Autor Michael Peinkofer: Allein in der Dichterstube

Michael Peinkofer
Bild: Ralf Lienert

Theater, Konzerte, Ausstellungen, Lesungen – alles abgesagt, stillgelegt und aus der Öffentlichkeit verschwunden. Wir bringen in Corona-Zeiten an dieser Stelle Wortmeldungen aus der Kultur, die ins Private verbannt ist.

Es sind seltsame Zeiten. Vieles, was gestern noch vertraut und alltäglich war, fühlt sich heute bereits komisch an. Dinge, die ich sonst gerne tue – mich mit Freunden treffen, ins Kino oder ins Schwimmbad gehen oder öffentliche Lesungen meiner Bücher abhalten –, sind plötzlich nicht mehr möglich. Das öffentliche Leben macht eine Pause, und so eigenartig sich das anfühlen mag, es birgt auch Chancen.

Langeweile, heißt es, sei die Keimzelle der Kreativität. Wobei ich kein Mensch bin, der sich leicht langweilt, dafür gibt es auch innerhalb der eigenen vier Wände zu viele Möglichkeiten: Bücher lesen, Musik hören und Filme gucken, am liebsten im Kreis der Familie.
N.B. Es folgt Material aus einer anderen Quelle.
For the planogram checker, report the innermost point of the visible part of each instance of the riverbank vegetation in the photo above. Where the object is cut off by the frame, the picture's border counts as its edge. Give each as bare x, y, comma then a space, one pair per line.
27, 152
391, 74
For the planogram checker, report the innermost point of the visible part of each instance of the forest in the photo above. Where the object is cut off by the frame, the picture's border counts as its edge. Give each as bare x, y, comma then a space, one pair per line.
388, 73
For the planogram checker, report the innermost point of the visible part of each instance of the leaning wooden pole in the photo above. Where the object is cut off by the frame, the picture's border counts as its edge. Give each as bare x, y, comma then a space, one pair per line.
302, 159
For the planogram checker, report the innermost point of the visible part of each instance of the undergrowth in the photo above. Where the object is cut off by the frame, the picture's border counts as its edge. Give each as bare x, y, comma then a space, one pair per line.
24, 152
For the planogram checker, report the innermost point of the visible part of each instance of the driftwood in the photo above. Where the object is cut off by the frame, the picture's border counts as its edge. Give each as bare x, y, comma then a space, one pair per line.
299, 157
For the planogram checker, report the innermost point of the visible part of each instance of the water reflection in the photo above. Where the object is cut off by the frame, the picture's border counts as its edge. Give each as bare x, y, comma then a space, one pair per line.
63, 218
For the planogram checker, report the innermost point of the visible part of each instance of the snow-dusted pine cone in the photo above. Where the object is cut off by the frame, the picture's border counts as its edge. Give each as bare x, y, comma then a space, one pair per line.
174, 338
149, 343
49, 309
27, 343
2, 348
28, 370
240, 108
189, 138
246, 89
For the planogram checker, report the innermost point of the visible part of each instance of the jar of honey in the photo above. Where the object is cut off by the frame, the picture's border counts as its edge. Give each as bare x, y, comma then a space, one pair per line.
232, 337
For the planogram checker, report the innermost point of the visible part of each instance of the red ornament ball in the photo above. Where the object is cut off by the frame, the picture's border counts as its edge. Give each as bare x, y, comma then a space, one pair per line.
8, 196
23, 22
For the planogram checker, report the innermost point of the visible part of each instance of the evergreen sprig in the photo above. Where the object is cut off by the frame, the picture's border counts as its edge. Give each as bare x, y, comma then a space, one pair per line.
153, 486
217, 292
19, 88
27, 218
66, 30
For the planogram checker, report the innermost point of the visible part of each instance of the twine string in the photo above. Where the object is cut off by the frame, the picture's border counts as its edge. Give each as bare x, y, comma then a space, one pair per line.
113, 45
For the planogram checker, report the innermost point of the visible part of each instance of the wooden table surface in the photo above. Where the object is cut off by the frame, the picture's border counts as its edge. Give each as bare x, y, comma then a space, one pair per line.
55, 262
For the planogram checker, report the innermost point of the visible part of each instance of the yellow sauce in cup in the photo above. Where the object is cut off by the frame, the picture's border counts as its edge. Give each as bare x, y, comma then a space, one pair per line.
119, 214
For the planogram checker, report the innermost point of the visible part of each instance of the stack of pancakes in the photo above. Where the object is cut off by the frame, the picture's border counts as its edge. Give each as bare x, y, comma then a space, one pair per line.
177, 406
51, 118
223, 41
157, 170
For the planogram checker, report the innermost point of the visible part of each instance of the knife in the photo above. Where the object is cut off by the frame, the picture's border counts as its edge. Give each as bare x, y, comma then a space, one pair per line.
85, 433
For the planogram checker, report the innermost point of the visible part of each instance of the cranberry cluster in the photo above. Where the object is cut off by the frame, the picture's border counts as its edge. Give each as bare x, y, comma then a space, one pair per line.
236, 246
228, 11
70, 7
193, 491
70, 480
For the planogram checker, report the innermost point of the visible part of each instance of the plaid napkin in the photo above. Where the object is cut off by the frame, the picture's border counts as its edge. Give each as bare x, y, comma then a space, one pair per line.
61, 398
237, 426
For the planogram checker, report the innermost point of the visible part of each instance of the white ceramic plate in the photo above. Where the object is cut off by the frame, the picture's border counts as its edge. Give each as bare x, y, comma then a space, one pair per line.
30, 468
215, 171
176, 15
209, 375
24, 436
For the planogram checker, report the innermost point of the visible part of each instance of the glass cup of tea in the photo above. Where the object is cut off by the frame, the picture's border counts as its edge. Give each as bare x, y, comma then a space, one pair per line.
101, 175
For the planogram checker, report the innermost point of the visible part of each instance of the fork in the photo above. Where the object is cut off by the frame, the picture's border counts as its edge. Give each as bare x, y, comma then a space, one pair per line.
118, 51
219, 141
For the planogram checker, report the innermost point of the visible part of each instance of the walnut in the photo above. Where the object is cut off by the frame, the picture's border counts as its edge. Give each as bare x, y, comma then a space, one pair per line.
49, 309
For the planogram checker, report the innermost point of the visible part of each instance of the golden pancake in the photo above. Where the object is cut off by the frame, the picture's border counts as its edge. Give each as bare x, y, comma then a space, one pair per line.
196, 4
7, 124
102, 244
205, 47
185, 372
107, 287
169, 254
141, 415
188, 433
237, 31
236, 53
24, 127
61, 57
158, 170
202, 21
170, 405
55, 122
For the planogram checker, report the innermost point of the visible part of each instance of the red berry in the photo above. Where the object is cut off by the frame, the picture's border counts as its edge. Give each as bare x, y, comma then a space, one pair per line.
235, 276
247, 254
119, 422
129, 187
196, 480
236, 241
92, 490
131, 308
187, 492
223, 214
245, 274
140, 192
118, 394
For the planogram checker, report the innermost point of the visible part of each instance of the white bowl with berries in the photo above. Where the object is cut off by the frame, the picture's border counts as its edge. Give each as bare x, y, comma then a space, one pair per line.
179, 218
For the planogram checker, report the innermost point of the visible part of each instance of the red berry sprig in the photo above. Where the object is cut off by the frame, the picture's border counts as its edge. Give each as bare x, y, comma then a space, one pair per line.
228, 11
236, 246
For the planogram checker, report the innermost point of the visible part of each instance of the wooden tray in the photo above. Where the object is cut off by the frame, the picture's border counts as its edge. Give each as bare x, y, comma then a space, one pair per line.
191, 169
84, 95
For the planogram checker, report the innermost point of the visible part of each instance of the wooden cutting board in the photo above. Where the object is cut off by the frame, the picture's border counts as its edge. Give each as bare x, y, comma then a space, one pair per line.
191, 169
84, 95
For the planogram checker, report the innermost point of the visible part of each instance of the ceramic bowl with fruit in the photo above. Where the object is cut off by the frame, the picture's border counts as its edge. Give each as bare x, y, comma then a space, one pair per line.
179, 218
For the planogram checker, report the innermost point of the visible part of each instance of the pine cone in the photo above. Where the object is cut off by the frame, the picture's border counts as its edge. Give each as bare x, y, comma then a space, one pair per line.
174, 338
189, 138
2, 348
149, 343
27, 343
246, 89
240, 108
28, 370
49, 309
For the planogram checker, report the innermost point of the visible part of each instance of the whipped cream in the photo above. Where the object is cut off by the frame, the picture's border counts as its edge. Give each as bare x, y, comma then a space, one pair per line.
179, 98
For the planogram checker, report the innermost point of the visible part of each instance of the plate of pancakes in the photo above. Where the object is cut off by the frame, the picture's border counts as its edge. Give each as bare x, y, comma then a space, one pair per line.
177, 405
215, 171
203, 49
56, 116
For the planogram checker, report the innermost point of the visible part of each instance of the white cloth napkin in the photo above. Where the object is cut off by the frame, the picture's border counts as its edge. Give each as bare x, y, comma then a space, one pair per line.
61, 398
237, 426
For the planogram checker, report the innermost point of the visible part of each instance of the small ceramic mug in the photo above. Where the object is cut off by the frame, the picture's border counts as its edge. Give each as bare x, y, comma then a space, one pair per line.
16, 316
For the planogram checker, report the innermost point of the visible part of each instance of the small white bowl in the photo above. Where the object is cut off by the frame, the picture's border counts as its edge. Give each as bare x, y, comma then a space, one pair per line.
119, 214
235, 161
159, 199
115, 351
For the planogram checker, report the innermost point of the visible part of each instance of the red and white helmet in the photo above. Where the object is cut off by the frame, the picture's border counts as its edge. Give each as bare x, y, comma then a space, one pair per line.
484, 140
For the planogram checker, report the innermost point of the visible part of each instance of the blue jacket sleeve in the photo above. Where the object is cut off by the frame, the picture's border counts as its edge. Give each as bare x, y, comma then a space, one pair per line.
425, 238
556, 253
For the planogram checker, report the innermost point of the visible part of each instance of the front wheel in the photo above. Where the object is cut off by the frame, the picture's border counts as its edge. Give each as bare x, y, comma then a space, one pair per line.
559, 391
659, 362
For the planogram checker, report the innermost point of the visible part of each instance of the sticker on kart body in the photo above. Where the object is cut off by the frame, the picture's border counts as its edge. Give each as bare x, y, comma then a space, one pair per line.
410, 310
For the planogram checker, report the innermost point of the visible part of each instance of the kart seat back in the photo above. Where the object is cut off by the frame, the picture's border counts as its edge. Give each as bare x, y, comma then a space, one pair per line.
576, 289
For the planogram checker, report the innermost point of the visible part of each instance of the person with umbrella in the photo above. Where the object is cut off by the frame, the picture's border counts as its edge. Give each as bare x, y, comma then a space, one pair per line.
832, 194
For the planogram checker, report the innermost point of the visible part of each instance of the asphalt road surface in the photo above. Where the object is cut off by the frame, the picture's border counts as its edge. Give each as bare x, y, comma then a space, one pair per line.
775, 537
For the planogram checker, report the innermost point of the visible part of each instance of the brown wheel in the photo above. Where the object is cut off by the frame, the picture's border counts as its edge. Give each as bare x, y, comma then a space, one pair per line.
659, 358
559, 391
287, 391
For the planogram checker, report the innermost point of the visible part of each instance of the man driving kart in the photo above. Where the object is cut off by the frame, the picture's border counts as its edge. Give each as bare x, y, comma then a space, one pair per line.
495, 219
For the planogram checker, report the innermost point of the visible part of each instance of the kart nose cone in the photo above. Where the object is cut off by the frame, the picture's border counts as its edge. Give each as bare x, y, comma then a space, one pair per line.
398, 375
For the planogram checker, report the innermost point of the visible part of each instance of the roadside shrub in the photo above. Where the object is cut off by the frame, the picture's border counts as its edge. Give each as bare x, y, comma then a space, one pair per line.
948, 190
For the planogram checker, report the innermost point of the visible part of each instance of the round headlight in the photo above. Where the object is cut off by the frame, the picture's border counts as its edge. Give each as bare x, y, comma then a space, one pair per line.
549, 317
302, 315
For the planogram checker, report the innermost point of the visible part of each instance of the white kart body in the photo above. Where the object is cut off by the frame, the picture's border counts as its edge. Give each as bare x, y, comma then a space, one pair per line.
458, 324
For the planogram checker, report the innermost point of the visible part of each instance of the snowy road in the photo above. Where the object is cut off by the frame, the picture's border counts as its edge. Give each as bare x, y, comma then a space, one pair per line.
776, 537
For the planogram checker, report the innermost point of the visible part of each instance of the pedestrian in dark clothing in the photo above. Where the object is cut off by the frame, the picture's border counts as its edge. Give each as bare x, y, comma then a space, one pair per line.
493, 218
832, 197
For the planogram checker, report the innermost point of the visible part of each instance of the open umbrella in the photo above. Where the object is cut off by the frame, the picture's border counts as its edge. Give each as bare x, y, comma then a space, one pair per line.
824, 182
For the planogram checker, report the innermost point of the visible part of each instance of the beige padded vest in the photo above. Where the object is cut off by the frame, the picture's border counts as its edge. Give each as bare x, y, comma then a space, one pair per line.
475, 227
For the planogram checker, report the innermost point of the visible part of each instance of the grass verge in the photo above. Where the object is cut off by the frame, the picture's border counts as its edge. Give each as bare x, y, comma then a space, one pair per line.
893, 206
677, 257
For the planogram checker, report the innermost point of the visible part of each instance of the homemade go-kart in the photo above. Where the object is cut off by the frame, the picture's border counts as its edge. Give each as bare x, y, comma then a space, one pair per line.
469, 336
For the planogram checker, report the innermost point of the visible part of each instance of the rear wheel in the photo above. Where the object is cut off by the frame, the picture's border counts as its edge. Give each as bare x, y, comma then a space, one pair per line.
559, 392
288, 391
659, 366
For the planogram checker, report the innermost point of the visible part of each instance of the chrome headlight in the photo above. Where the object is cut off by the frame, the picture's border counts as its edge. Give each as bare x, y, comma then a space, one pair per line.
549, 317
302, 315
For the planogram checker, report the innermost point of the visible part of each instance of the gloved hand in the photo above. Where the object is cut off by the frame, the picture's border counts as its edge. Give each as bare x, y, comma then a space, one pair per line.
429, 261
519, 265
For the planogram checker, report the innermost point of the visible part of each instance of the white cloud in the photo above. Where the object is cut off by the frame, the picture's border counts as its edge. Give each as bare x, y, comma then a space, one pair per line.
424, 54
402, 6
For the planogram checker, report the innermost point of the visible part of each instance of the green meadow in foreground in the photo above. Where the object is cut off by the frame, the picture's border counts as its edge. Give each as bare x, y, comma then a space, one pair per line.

Die Arbeit an aktuellen Buchprojekten geht vorerst natürlich weiter. Denn erstens kann ich in meiner Dichterstube niemanden anstecken, und zweitens wollen die Menschen ja auch weiterhin in Romanwelten reisen und der Realität des Alltags entfliehen. Und dafür sind wir von der schreibenden Zunft zuständig – auch und gerade in Zeiten der Krise.

Michael Peinkofer ist Autor von Fantasy- und historischen Romanen und lebt in Kempten.